A quel moment mon cerveau vrille-t-il ? Je perds tout sens commun en fixant une dernière fois ses lèvres charnues ; je vide mon verre d'un trait et me lève de mon siège. Il semble hésiter une seconde mais lorsque je lève un sourcil interrogateur, il lâche un billet qui couvre plus que largement nos consommations et un pourboire quasi indécent et il se lève en ajustant sa veste. Sans un mot, je quitte la salle du bar pour rejoindre l'ascenseur. J'ai bien conscience des regards qui convergent vers nous alors que nous parcourons le grand hall côte à côte. Tout semble couler sur ce type. Il ignore les regards concupiscents des femmes, répond à quelques signes de tête des hommes. Il traverse la pièce comme si le monde lui appartenait. Oh, de mon côté, je n'ai jamais baissé le regard, ce n'est donc pas aujourd'hui que je vais commencer. Alors nous voilà, fiers d'être en compagnie de l'autre dont on ignore jusqu'au nom. Qu'importe. Lorsque les portes de l'ascenseur s'ouvrent pour nous laisser entrer, je le prends de court et appuie sur mon numéro d'étage. Avec un air surpris, il siffle entre ses dents.

Suite présidentielle, hein ?

Je m'amuse de le voir pris au dépourvu pour la première fois.

— J'aime avoir de l'espace. Et j'aime la vue.

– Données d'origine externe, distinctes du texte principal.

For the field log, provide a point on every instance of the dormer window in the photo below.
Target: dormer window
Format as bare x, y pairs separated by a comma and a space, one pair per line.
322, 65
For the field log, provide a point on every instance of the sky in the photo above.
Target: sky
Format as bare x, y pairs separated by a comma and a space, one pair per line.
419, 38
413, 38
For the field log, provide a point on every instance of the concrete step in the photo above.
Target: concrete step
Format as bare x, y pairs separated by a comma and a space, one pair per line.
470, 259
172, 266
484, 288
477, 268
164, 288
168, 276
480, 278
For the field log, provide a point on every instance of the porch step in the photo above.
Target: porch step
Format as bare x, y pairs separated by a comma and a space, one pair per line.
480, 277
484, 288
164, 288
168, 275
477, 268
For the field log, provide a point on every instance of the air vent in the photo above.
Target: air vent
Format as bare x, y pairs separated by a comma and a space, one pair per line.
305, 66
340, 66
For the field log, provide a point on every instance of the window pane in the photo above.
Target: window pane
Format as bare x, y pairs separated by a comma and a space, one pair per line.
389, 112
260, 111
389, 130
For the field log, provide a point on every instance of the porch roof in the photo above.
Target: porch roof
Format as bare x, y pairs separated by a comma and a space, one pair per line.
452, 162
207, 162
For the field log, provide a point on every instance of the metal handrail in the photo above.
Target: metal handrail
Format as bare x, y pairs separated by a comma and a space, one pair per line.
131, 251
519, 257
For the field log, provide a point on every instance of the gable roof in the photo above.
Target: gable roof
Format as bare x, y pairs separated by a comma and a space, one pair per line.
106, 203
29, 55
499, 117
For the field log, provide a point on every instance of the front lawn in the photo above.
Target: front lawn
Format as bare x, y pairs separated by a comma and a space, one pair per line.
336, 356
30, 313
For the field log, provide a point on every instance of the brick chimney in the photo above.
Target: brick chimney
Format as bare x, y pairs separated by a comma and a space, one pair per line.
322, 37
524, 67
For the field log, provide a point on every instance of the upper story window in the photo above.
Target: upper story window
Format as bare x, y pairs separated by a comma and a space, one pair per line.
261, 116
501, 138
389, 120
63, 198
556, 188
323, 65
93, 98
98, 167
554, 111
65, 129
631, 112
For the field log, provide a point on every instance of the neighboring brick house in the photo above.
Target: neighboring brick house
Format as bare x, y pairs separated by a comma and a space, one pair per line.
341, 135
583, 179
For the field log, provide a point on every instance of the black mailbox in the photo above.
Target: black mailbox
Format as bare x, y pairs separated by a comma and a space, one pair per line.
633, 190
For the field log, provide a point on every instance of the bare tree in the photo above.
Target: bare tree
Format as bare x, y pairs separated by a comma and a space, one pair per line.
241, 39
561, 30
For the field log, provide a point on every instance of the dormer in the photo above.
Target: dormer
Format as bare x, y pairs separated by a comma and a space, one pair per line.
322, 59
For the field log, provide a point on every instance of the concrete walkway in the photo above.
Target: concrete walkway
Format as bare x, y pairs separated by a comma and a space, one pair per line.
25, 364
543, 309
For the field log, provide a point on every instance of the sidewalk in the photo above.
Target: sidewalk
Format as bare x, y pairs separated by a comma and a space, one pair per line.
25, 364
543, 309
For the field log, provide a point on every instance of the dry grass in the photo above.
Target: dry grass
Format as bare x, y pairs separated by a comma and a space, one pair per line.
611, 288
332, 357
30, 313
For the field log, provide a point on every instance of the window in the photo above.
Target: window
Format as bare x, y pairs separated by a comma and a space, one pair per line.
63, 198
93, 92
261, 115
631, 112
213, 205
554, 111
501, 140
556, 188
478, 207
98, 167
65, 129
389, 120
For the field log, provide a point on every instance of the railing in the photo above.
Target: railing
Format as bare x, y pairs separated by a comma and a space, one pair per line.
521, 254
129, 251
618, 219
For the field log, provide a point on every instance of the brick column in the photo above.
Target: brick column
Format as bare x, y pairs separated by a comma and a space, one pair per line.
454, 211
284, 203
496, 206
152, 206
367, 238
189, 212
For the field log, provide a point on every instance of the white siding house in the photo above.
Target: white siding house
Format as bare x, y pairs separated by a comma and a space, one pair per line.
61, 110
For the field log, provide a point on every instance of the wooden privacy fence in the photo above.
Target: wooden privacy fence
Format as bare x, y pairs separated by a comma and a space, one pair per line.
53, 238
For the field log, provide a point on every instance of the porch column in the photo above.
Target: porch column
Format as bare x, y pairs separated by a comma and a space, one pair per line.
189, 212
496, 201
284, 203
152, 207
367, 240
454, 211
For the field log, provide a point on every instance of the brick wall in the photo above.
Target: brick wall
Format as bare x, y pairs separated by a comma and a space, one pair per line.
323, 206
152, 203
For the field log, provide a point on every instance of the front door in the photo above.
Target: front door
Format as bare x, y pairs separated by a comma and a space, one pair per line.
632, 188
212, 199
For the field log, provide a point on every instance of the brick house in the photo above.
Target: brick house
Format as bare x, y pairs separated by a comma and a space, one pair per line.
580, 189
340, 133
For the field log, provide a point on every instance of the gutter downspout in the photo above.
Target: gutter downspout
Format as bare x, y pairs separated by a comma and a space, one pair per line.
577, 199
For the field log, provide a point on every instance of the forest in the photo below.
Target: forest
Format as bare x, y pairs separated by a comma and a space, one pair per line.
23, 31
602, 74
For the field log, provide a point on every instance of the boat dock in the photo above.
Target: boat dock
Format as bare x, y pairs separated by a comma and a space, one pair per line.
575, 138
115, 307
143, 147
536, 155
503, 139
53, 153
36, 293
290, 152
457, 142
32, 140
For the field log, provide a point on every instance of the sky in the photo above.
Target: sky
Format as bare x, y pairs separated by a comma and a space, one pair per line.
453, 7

Lorsqu'il s'approche de moi, mon souffle s'accélère. Il est diablement beau, et il le sait. Mais hors de question de me laisser aller dans un ascenseur comme la première venue. Même lorsqu'il pose ses mains de chaque côté de mon visage, me piégeant entre ses bras et la paroi en métal froid, je ne cède pas. Nous nous fixons, un long moment, et plus mon regard se fait noir, plus il sourit. Il ne paraît pas s'offusquer de lire le refus dans mes prunelles. Il semble même s'en amuser. Il pourrait pousser le bouchon, chercher à me faire céder, mais il reste à me dévisager, attendant un signe de ma part, que je me refuse à faire. Mais quand le tintement nous signale l'ouverture des portes, je saisis sa cravate pour l'attirer au plus vite vers la porte de ma suite.

Je ne sais pas comment j'arrive à déverrouiller ma porte ou à envoyer valser sa veste. Mais en l'espace de quelques secondes, je me retrouve en sous-vêtements avec cet homme sublime au-dessus de moi qui m'embrasse à en perdre haleine. Tandis que j'enroule mes jambes autour de sa taille, il se détache de mes lèvres pour me regarder droit dans les yeux.

— Pour ce que ça vaut... Je m'appelle Scott.

Est-ce que je peux lui dire que je m'en fiche ? Que tout ce que je veux, c'est me sentir vivante, seulement pour quelques heures ? Je ne saurais dire ce qu'il lit dans mes yeux, mais il n'insiste pas. Il fait ce pour quoi je l'ai amené ici. Il m'aide à oublier.